Torniamo però al testo di Manovich: «La mutabilità dei dati digitali incide negativamente sul valore delle registrazioni cinematografiche come documenti che attestano la realtà. Nel passato, possiamo vedere che il regime del realismo visivo, caratteristico del cinema del Novecento e risultato della registrazione automatica della realtà visiva, era solo un'eccezione, un caso isolato nella storia della rappresentazione, che ha sempre richiesto, e che oggi richiede nuovamente, la costruzione manuale delle immagini. Il cinema diventa una branca specifica della pittura: una pittura che agisce dinamicamente nel tempo. Non è più un Kino-eye, ma diventa un Kino-brush» [p.379]. Non più, dunque, un "cineocchio" (come lo definiva Dziga Vertov), bensì un "cinepennello". Se immaginiamo di metterci nel punto di vista di uno storico del cinema del futuro, dovrebbe risutare chiaro - secondo l'autore - che le attuali differenze tra il cinema classico hollywoodiano, i film d'autore europei e quelli d'avanguardia (eccetto i film astratti) appariranno meno rilevanti, proprio in quanto tutte le forme cinematografiche citate si basano essenzialmente sulla «registrazione fotografica del reale». Mentre con il digitale, per così dire, il "film astratto" diventa routine, o meglio: la sua ipotetica struttura formale "asemantica", puramente combinatoria, sembra quasi far parte ormai della stessa logica interna del computer (in quanto tale logica operativa presume, appunto, il trattamento preliminare di ogni tipo di contenuto in termini di matrici numeriche "astratte").
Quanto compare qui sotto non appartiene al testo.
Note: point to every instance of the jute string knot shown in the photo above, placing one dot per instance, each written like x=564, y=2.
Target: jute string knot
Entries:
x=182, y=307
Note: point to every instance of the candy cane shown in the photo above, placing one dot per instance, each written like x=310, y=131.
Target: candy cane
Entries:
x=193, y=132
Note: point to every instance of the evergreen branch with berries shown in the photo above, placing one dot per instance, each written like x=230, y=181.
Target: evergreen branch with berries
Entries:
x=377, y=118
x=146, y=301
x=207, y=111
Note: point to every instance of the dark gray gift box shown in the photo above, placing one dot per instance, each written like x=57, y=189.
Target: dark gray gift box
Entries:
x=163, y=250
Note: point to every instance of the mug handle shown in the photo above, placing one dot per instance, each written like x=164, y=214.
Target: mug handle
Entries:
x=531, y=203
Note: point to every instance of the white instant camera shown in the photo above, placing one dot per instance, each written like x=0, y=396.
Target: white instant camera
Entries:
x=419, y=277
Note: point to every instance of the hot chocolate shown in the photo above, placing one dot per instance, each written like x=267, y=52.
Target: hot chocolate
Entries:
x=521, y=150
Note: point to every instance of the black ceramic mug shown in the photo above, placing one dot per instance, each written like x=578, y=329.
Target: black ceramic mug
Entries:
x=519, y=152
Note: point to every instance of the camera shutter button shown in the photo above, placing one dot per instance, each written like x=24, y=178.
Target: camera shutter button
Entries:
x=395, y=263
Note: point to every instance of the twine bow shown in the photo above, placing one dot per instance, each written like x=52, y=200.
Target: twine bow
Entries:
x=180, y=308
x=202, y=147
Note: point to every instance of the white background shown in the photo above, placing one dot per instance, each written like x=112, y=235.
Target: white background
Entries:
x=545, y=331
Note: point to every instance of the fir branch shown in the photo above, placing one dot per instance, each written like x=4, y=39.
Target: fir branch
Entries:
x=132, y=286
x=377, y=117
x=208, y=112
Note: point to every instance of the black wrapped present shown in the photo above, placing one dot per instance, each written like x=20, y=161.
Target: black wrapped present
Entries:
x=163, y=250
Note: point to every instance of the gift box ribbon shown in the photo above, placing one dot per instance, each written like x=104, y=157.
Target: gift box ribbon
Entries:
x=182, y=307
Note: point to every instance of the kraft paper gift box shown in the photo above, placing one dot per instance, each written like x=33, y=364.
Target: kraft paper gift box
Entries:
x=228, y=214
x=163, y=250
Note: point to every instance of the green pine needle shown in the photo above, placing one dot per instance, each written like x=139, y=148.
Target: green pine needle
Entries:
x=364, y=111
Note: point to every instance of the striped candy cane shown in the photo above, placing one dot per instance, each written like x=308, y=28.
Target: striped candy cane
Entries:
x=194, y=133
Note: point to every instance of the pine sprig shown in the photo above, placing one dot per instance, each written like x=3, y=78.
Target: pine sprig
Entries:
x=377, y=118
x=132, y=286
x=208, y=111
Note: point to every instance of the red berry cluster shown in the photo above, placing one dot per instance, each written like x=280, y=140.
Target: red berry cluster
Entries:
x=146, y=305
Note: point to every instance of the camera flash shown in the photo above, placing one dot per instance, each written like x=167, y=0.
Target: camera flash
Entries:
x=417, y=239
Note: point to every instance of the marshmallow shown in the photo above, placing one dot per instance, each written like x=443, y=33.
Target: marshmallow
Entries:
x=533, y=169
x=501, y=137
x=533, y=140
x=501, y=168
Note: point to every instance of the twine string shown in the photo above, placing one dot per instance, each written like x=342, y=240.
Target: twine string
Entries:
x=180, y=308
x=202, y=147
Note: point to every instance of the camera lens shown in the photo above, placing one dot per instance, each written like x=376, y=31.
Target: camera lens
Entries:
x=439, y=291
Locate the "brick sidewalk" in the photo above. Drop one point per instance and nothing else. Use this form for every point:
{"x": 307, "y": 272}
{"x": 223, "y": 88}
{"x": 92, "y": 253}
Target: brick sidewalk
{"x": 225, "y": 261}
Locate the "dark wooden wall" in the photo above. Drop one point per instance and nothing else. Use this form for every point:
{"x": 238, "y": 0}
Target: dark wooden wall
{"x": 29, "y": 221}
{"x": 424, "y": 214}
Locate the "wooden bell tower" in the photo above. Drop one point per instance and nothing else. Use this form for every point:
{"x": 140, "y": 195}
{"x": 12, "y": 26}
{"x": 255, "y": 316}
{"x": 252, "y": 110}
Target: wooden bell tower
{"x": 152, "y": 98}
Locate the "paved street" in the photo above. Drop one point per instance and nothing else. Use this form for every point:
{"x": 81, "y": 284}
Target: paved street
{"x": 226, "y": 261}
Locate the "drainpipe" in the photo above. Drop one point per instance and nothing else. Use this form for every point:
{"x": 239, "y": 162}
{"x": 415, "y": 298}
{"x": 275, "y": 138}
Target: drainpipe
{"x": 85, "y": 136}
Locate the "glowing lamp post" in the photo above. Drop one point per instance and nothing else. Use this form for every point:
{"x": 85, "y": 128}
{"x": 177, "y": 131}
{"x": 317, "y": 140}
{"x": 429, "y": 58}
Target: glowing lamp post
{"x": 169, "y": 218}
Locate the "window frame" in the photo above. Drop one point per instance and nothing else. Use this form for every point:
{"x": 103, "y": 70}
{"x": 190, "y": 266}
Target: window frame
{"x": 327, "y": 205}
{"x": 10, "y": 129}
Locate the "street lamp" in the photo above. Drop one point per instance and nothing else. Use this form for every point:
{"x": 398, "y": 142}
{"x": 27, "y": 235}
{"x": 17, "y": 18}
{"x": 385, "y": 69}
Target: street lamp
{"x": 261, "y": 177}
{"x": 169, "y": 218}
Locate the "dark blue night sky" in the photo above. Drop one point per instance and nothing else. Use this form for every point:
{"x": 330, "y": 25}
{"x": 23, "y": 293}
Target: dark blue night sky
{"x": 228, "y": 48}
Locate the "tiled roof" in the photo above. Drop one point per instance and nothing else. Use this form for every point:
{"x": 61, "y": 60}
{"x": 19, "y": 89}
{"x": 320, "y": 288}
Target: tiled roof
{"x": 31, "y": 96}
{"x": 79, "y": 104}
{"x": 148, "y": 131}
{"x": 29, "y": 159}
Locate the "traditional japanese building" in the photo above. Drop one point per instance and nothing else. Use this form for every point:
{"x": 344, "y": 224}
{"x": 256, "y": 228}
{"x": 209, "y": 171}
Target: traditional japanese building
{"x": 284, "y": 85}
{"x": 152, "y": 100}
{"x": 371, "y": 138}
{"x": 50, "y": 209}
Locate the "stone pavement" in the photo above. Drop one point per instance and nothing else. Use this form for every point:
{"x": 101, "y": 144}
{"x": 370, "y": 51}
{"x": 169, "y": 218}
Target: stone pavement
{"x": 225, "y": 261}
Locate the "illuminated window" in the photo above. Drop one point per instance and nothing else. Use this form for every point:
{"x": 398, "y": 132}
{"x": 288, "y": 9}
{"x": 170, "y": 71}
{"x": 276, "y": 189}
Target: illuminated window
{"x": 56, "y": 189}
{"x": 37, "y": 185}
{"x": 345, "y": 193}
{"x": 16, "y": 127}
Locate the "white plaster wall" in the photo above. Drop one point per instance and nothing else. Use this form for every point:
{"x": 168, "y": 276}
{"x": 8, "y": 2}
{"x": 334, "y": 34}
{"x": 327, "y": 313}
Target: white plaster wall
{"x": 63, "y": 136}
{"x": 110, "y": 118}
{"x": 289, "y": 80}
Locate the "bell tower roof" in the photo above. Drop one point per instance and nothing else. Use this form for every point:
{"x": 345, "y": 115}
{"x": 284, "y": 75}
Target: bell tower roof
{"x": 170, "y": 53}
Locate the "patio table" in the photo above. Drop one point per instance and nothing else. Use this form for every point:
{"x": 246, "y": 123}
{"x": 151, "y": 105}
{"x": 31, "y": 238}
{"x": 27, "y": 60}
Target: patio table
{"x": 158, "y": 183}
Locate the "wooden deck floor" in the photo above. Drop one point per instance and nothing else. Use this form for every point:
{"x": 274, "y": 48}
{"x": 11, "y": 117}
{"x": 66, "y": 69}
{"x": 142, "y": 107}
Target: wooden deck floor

La macchina da presa non è più il cuore del dispositivo cinematografico: «Se le immagini "dal vivo" rimangono intatte nella produzione cinematografica tradizionale, oggi fungono da materia prima per un'ulteriore attività di composizione, animazione e morphing. Di conseguenza, pur manenendo il realismo virtuale specifico del processo fotografico, il film è connotato da una plasticità che in precedenza era possibile solo nella pittura o nell'animazione» [p.370].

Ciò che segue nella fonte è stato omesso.